Minggu, 02 Januari 2022 - 14:30 WIB
loading...
Miris, 993 Gedung Sekolah...
Sebuah bangunan sekolah dasar di Lebak. Banten, roboh. Foto/Ist
A A A
JAKARTA - Dinas Pendidikan (Disdik) Kabupaten Lebak, Banten, menyebut sebanyak 993 gedung sekolah di di bumi Multatuli, Lebak, Banten, tercatat rusak berat dan tidak layak untuk kegiatan belajar mengajar (KBM) bagi siswa. Bahkan, di akhir 2021, 3 gedung sekolah dilaporkan roboh.

Tiga sekolah yang roboh di Lebak, Banten adalah, SMPN 1 Cibeber dan SMPN 2 Warunggunung yang roboh pada akhir November 2021. Selanjutnya Madrasah Ibtidaiyah (MI) Pasir Madang, Desa Parakan Lima, roboh pada akhir Desember 2021.



Namun, fenomena gunung es ini tidak hanya terjadi di Lebak, Banten. Menurut data Kemendikbudristek 2020 terdapat 1.222.064 ruang kelas yang rusak (kategori ringan, sedang & berat). Jumlah tersebut sama dengan 86% dari total 1.413.523 ruang kelas yang tercatat. Artinya, hanya 14% ruang kelas yang dalam kondisi baik di seluruh Indonesia.

“Banyaknya sekolah yang tidak layak untuk kegiatan belajar mengajar sungguh memprihatinkan. Bahkan sudah ada yang roboh dan itu sangat membahayakan keselamatan siswa. Sungguh Indonesia darurat sekolah rusak,” kata Ketua Gerakan Nasional Bela Sekolah Furqan AMC dalam keterangan pers, Sabtu (1/1/2021).

Menurutnya, saat ini pihaknya belum bisa memvalidasi apakah sekolah-sekolah yang rusak tersebut sudah diperbaiki atau belum pada 2021. Kalau melihat anggaran DAK Fisik (Dana Alokasi Khusus) yang dialokasikan Kemendikbudristek pada 2021 yang diperuntukan untuk rehabilitasi dan pembangunan prasarana pendidikan sebesar Rp17,7 Triliun, di atas kertas itu hanya mencover 31.695 sekolah.

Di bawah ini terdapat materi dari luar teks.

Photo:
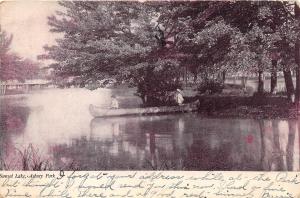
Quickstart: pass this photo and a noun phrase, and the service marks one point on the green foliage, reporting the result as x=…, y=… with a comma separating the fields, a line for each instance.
x=12, y=66
x=156, y=82
x=211, y=86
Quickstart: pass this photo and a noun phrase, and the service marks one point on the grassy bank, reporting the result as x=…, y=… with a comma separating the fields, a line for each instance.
x=256, y=107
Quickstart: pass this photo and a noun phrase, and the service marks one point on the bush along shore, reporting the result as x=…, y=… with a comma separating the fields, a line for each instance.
x=255, y=107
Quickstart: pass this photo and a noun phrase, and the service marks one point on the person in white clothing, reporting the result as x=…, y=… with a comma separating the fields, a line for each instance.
x=179, y=97
x=114, y=102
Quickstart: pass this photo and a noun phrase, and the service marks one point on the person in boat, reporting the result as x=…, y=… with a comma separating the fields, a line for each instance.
x=179, y=97
x=114, y=102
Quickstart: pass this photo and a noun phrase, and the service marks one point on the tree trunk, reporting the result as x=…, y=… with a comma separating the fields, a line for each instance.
x=273, y=76
x=260, y=88
x=297, y=58
x=289, y=84
x=224, y=76
x=244, y=81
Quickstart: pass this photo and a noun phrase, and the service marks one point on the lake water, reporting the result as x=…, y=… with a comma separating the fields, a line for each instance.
x=54, y=129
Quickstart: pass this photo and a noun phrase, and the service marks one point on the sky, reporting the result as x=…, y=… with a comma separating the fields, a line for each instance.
x=27, y=21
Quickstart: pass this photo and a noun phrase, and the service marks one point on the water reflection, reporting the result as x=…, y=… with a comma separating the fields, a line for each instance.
x=179, y=143
x=71, y=139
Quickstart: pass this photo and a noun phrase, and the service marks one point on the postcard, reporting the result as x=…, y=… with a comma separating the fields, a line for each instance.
x=149, y=99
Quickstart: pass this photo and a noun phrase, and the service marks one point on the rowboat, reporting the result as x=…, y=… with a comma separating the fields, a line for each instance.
x=105, y=112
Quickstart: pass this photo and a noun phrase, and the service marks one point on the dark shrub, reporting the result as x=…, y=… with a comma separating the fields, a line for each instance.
x=211, y=87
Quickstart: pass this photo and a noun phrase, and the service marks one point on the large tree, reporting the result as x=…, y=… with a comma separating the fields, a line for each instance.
x=12, y=66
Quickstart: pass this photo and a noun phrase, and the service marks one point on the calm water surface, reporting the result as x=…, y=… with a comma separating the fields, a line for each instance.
x=57, y=127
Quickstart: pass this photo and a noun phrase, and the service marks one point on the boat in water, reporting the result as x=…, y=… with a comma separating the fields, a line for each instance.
x=106, y=112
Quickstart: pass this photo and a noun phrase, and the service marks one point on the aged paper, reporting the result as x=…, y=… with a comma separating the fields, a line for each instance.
x=48, y=123
x=150, y=184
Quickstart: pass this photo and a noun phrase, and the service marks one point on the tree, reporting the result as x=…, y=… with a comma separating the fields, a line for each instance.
x=12, y=66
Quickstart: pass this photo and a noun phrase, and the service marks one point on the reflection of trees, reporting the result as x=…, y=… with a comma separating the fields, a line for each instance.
x=202, y=157
x=278, y=155
x=290, y=145
x=263, y=144
x=147, y=144
x=12, y=120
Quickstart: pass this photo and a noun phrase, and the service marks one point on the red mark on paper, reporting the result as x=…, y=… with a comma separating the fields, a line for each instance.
x=249, y=139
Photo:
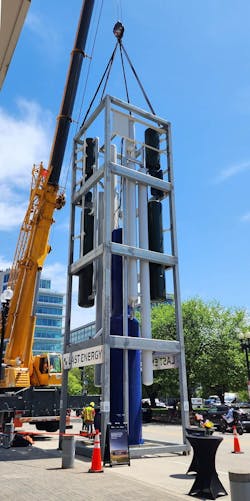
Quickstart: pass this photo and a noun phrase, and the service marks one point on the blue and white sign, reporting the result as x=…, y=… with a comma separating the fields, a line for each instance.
x=81, y=358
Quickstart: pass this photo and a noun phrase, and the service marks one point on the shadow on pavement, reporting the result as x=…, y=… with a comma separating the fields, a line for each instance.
x=24, y=453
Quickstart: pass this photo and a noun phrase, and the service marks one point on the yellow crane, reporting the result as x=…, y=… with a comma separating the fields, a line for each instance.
x=31, y=385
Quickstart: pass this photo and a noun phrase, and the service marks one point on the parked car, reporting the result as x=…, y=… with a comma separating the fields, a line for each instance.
x=215, y=412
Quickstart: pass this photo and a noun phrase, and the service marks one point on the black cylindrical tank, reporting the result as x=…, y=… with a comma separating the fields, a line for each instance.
x=85, y=290
x=152, y=138
x=155, y=239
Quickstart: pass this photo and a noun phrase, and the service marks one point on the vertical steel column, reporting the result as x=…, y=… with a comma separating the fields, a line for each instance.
x=105, y=409
x=64, y=390
x=177, y=297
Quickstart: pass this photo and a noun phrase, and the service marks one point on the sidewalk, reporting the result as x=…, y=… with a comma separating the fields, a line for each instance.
x=30, y=473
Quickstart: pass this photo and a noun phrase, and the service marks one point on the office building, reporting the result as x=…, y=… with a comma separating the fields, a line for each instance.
x=49, y=316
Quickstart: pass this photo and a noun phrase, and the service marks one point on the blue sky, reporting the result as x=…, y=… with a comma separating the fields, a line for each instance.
x=193, y=60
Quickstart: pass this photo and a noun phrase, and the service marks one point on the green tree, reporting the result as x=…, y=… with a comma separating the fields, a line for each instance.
x=74, y=382
x=213, y=357
x=82, y=380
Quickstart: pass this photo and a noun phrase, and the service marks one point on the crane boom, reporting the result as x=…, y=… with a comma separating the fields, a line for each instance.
x=33, y=247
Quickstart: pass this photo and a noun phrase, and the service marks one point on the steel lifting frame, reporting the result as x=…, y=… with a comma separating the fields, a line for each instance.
x=109, y=122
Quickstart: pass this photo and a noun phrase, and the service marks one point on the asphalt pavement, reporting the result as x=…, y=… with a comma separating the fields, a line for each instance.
x=36, y=472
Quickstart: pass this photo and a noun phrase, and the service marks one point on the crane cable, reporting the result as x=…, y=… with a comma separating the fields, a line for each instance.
x=118, y=31
x=90, y=57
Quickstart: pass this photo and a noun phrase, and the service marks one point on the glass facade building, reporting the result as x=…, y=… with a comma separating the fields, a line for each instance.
x=49, y=316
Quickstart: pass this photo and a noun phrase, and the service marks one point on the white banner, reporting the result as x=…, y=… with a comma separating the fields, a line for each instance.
x=81, y=358
x=164, y=361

"Apakah realisasinya di lapangan sudah tepat sasaran dan utuh (tidak menguap), juga perlu diselidiki lebih lanjut," tegas juru bicara Dewan Pimpinan Pusat Partai Solidaritas Indonesia(PSI) tersebut.

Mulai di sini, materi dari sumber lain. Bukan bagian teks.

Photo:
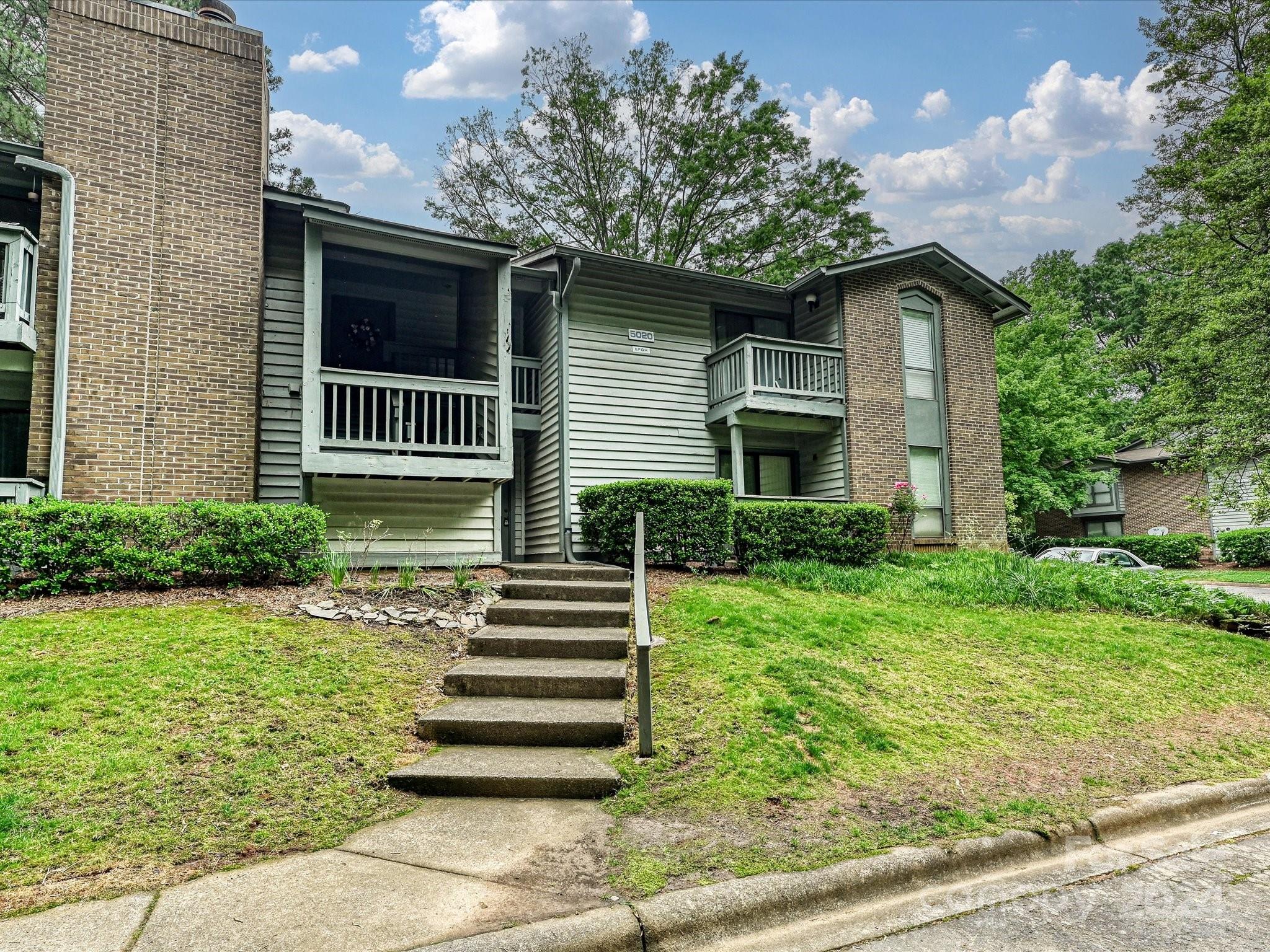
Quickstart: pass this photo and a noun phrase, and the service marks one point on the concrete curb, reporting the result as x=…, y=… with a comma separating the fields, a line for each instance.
x=694, y=918
x=609, y=930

Sementara, hasil evaluasi komisi X DPR, pemerintahan Kabupaten/Kota pun rata-rata hanya mengalokasikan 8-9% APBD-nya untuk fungsi pendidikan. Angka tersebut, menurutnya, sangat jauh dari yang diamanatkan Undang-Undang.

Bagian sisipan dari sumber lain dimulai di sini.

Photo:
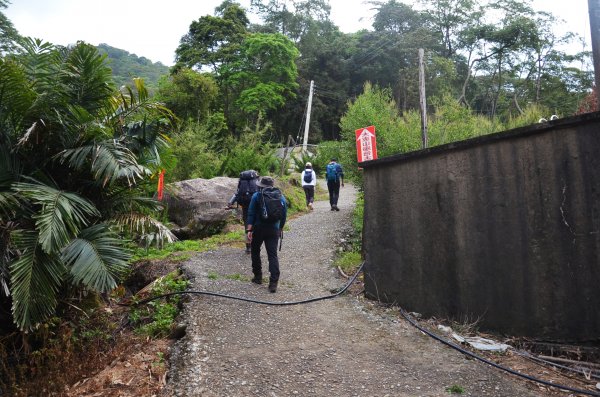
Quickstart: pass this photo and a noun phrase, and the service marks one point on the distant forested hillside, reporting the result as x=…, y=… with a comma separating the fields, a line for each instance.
x=126, y=66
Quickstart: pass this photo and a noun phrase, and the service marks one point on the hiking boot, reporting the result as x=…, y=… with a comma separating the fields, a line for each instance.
x=272, y=286
x=257, y=279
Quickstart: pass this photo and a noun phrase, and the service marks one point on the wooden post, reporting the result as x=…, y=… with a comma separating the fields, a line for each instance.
x=287, y=145
x=422, y=98
x=308, y=109
x=594, y=11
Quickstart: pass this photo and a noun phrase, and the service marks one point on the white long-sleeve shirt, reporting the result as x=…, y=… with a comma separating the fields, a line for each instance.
x=313, y=181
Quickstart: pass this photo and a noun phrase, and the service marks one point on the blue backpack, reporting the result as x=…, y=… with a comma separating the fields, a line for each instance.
x=246, y=187
x=308, y=175
x=271, y=207
x=331, y=172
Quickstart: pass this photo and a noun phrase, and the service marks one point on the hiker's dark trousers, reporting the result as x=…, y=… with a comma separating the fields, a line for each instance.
x=270, y=236
x=309, y=192
x=334, y=192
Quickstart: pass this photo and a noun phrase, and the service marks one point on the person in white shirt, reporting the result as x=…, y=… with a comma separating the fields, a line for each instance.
x=309, y=181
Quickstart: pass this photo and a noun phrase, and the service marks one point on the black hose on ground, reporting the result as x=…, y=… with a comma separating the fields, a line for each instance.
x=493, y=364
x=402, y=312
x=251, y=300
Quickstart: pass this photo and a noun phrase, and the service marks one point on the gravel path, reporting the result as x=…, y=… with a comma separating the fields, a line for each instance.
x=347, y=346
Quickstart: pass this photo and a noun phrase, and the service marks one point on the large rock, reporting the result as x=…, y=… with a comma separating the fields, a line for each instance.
x=197, y=206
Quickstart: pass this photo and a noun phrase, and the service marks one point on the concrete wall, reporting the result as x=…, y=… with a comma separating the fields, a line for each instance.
x=504, y=229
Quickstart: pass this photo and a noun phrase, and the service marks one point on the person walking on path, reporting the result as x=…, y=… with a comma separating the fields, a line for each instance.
x=266, y=217
x=246, y=188
x=334, y=175
x=309, y=181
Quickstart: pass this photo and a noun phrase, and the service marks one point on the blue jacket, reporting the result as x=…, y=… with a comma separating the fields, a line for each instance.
x=254, y=212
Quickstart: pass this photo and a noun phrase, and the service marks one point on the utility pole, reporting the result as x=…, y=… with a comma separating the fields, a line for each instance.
x=594, y=11
x=422, y=98
x=305, y=142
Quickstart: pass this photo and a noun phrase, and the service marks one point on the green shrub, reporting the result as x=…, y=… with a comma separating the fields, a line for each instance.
x=155, y=318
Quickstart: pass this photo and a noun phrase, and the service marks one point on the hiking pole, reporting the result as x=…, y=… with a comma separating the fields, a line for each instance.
x=280, y=239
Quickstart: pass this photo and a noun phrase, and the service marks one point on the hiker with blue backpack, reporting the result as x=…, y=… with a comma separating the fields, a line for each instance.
x=242, y=196
x=309, y=181
x=334, y=175
x=267, y=214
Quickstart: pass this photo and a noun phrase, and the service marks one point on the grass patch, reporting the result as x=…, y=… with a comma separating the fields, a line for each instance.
x=155, y=318
x=348, y=261
x=175, y=251
x=455, y=389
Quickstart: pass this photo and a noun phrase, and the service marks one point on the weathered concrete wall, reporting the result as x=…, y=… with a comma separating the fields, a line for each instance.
x=504, y=229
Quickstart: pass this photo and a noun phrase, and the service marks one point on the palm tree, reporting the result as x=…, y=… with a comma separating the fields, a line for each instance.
x=75, y=160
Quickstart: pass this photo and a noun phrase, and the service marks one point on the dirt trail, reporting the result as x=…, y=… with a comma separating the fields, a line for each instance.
x=347, y=346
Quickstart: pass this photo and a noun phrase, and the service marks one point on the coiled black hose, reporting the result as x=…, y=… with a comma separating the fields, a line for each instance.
x=493, y=364
x=402, y=312
x=252, y=300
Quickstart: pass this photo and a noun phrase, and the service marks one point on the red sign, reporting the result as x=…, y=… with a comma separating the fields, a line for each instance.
x=366, y=146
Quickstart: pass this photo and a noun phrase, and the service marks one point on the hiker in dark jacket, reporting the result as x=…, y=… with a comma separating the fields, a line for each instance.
x=266, y=218
x=246, y=188
x=309, y=181
x=334, y=175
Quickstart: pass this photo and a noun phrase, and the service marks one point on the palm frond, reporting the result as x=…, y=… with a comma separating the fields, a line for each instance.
x=15, y=95
x=108, y=161
x=61, y=215
x=148, y=228
x=96, y=258
x=35, y=279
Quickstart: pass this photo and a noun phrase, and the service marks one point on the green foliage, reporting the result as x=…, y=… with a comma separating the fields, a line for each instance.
x=156, y=317
x=349, y=261
x=125, y=67
x=453, y=122
x=249, y=152
x=300, y=160
x=195, y=157
x=455, y=389
x=77, y=155
x=374, y=107
x=189, y=94
x=265, y=74
x=531, y=115
x=177, y=247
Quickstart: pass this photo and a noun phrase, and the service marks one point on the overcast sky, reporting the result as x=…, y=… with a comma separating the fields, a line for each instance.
x=152, y=28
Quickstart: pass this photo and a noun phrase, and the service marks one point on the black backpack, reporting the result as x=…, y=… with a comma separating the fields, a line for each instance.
x=307, y=175
x=271, y=207
x=246, y=187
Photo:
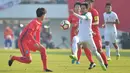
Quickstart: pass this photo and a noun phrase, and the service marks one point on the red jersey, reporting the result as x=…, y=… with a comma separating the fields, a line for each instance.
x=8, y=32
x=74, y=23
x=95, y=16
x=31, y=30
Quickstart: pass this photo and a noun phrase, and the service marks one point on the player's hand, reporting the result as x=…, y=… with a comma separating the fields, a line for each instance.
x=72, y=11
x=94, y=33
x=110, y=22
x=37, y=45
x=103, y=25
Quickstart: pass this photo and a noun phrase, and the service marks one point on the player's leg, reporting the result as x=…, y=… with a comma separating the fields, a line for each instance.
x=6, y=44
x=89, y=56
x=10, y=43
x=26, y=56
x=79, y=53
x=98, y=43
x=75, y=42
x=42, y=51
x=107, y=45
x=114, y=38
x=91, y=45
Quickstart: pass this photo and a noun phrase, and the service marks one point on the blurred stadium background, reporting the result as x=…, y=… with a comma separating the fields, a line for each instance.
x=17, y=13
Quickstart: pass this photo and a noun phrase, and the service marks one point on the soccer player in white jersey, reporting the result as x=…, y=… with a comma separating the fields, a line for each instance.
x=110, y=21
x=85, y=32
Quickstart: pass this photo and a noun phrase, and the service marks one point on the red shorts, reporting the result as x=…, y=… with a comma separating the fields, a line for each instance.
x=98, y=41
x=25, y=46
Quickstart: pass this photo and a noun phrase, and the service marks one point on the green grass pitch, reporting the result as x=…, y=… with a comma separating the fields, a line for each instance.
x=59, y=62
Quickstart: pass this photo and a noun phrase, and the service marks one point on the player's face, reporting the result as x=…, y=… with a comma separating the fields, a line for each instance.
x=42, y=17
x=83, y=9
x=108, y=8
x=88, y=1
x=77, y=8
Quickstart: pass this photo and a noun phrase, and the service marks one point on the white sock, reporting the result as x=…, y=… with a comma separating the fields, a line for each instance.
x=108, y=51
x=98, y=56
x=74, y=45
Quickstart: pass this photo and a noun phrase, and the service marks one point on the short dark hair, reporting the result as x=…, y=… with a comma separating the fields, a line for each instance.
x=91, y=0
x=108, y=4
x=40, y=12
x=77, y=3
x=85, y=4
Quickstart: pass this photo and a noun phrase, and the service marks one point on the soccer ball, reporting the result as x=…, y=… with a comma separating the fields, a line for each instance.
x=65, y=24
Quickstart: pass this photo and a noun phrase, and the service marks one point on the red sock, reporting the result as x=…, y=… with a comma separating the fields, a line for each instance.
x=22, y=59
x=44, y=57
x=89, y=55
x=79, y=53
x=103, y=55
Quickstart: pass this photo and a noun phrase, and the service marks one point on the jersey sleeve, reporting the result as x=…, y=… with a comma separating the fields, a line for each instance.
x=89, y=15
x=104, y=17
x=32, y=25
x=38, y=34
x=70, y=19
x=115, y=16
x=95, y=15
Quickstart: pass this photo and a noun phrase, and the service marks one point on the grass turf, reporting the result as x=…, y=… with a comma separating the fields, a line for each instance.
x=59, y=62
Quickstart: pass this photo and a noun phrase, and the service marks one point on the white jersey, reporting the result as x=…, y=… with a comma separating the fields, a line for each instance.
x=111, y=17
x=85, y=27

“Postur anggaran pendidikan secara keseluruhan, baik APBN maupun APBD menggambarkan sepenuhnya political will pemerintah untuk mengatasi persoalan darurat sekolah rusak ini,” jelas Furqan.

Dia menceritakan, 161 tahun lalu Multatuli, nama pena dari Eduard Douwes Dekker, mengguncang Eropa dengan novel satirnya, Max Havelaar, yang mengabarkan pedihnya derita rakyat Lebak dihisap oleh kolonialisme Belanda.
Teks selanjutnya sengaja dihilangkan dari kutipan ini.